Converting a CSV file with double quotes to a pipe-delimited format using sed

1k Views Asked by At

I'm trying to convert CSV files into pipe-delimited text files.

Let's say I have a file called sample.csv:

aaa",bbb"ccc,"ddd,eee",fff,"ggg,hhh,iii","jjj kkk","lll"" mmm","nnn"ooo,ppp"qqq",rrr" sss,"ttt,""uuu",Z

I'd like to convert this into an output that looks like this:

aaa"|bbb"ccc|ddd,eee|fff|ggg,hhh,iii|jjj kkk|lll" mmm|"nnn"ooo|ppp"qqq"|rrr" sss|ttt,"uuu|Z

Now after tons of searching, I have come the closest using this sed command:

sed -r 's/""/\v/g;s/("([^"]+)")?,/\2\|/g;s/"([^"]+)"$/\1/;s/\v/"/g'

However, the output that I received was:

aaa"|bbb"ccc|ddd,eee|fff|ggg,hhh,iii|jjj kkk|lll" mmm|"nnn"ooo|pppqqq|rrr" sss|ttt,"uuu|Z

Where the expected for the 9th column should have been ppp"qqq" but the result removed the double quotes and what I got was pppqqq.

I have been playing around with this for a while, but to no avail.
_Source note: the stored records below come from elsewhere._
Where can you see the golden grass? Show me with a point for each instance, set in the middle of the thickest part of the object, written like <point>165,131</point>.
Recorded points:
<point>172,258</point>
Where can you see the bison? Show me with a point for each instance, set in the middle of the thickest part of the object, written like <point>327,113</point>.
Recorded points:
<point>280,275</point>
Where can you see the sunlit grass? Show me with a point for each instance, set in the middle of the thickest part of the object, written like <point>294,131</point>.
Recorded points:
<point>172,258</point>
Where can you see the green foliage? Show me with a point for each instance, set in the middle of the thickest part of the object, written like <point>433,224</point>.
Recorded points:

Any help regarding this would be highly appreciated.

3

There are 3 best solutions below

0
On BEST ANSWER

The problem with sample.csv is that it mixes non-quoted fields (containing quotes) with fully quoted fields (that should be treated as such).

You can't have both at the same time. Either all fields are (treated as) unquoted and quotes are preserved, or all fields containing a quote (or separator) are fully quoted and the quotes inside are escaped with another quote.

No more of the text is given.